OCD-Marie hat geschrieben: Do 25. Jul 2019, 21:11
Sonja hat geschrieben: Do 25. Jul 2019, 19:19 Manchmal habe ich das Gefühl, sie kann bestimmte Dinge nicht nur nicht anfassen, sondern auch nicht ändern. :(
Nun, vielleicht hat sie da einfach andere Prioritäten als ihr. Auf den ersten Blick scheint mir das eher ein typischer Teenager-Eltern-Konflikt zu sein....
Ob das nun mit den Zwängen zusammenhängt, dass sie das nicht "kann", oder nicht, lässt sich so nicht sagen. Tatsache ist, sie weicht euch aus.
Was die Kleider anbetrifft - lasst sie doch einfach mal in Ruhe. Sie muss letztlich selbst die Motivation entwickeln, dass sie das ändern möchte. Wenn mich ständig jemand daran "erinnern" würde - ich hätte auch keinen Bock !

Was das benutzte Geschirr anbetrifft - hier solltet ihr eine verbindliche Regelung finden. Z.B. dass sie das Geschirr zumindest am nächsten Morgen regelmässig in die Küche bringt. Da muss sie zum Frühstück ja ohnehin hin...

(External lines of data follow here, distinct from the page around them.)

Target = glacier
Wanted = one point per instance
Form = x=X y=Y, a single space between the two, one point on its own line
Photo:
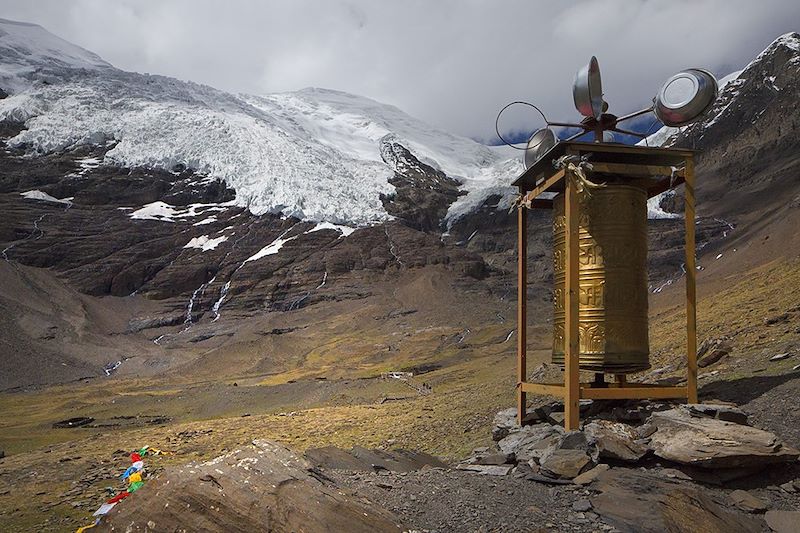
x=312 y=154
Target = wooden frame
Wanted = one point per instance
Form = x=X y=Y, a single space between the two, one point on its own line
x=646 y=163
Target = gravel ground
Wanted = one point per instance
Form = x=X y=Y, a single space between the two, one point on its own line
x=438 y=500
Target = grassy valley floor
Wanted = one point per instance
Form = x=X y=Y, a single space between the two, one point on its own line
x=52 y=479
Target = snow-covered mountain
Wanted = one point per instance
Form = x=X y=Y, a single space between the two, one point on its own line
x=313 y=154
x=758 y=73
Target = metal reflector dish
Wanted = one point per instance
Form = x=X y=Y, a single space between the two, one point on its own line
x=685 y=97
x=540 y=142
x=587 y=90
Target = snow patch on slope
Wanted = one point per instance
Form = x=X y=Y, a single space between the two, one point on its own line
x=205 y=243
x=43 y=196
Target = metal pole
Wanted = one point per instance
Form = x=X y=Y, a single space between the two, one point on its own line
x=522 y=308
x=571 y=332
x=691 y=287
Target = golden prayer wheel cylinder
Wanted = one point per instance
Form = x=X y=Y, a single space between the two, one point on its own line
x=612 y=318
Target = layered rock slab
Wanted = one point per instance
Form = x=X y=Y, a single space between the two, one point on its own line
x=265 y=487
x=711 y=443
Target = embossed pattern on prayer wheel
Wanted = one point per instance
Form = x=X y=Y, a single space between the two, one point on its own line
x=612 y=318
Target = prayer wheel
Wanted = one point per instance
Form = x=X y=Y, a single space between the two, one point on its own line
x=612 y=318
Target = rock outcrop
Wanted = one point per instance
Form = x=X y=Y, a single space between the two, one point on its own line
x=264 y=487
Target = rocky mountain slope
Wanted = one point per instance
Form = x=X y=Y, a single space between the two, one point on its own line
x=211 y=226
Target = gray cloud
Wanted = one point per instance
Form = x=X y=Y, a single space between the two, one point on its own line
x=452 y=63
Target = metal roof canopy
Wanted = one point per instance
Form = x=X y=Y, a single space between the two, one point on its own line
x=661 y=167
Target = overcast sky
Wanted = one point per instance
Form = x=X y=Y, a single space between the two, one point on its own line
x=452 y=63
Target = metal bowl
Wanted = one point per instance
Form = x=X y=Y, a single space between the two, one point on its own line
x=685 y=97
x=587 y=90
x=540 y=142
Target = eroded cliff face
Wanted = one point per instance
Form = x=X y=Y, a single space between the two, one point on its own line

Wo ich erheblich mehr Handlungsbedarf sehe ist die Sache mit dem nachts essen. Das sollte sie wirklich ändern. Denn regelmässig nachts essen stört erheblich den Schlaf. Das ist so ein negativer sich selbst aufrecht erhaltender Kreislauf: Zwänge = Stress = Unruhe = Probleme mit dem Schlaf + Essen = noch mehr Probleme mit dem Schlaf = Müdigkeit = Verstärkt die Zwänge = noch mehr Stress = noch mehr Unruhe ... (von den schulischen Leistungen rede ich schon gar nicht).
Hier solltet ihr Abhilfe schaffen. Durch regelmässige Essenszeiten, durch regelmässigen Sport, durch regelmässige Entspannungsübungen. (dazu gibts im Internet auch einiges unter dem Begriff "Schlafhygiene" !)

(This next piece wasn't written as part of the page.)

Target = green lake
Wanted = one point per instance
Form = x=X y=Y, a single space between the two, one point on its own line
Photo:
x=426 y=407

Um mal wieder auf das Thema zurückzukommen, hier hat sich gerade "Betroffene" mit "Angehörige" vermischt. ;) ich versuche ja meine Tochter besser zu verstehen. Sie bekommt auch viel Lob, wenn etwas klappt, was ihr sonst Probleme macht. Es ist auch nicht wie beschrieben, dass ich jederzeit an ihr zerre oder ihr keine Ruhe lasse, sie fordert mich auf ihr zu helfen. Wir haben feste Essenszeiten, sie geht jeden Abend zeitig auf ihr Zimmer, hört Musik auf dem Handy, um überhaupt einschlafen zu können, bei Entspannungsübungen oder wenn sie zur Ruhe kommt, fängt sie an zu zählen. Da haben wir keine Lösung. Dann ist die Nacht lange für sie und sie steht auf. Ich weiß auch nicht, ob das Medikament sie so aufdreht, vielleicht sollte sie Sport am frühen Abend machen, noch ist sie uneinsichtig, was den Sport angeht, alles, was ich vorschlage, wird abgewehrt. Leider. Der einzige Druck kommt durch die Verhaltenstherapie, sie soll gegen den Zwang auch mal angehen, sich nicht hingeben, aber auch das finde ich therapiegebunden in Ordnung.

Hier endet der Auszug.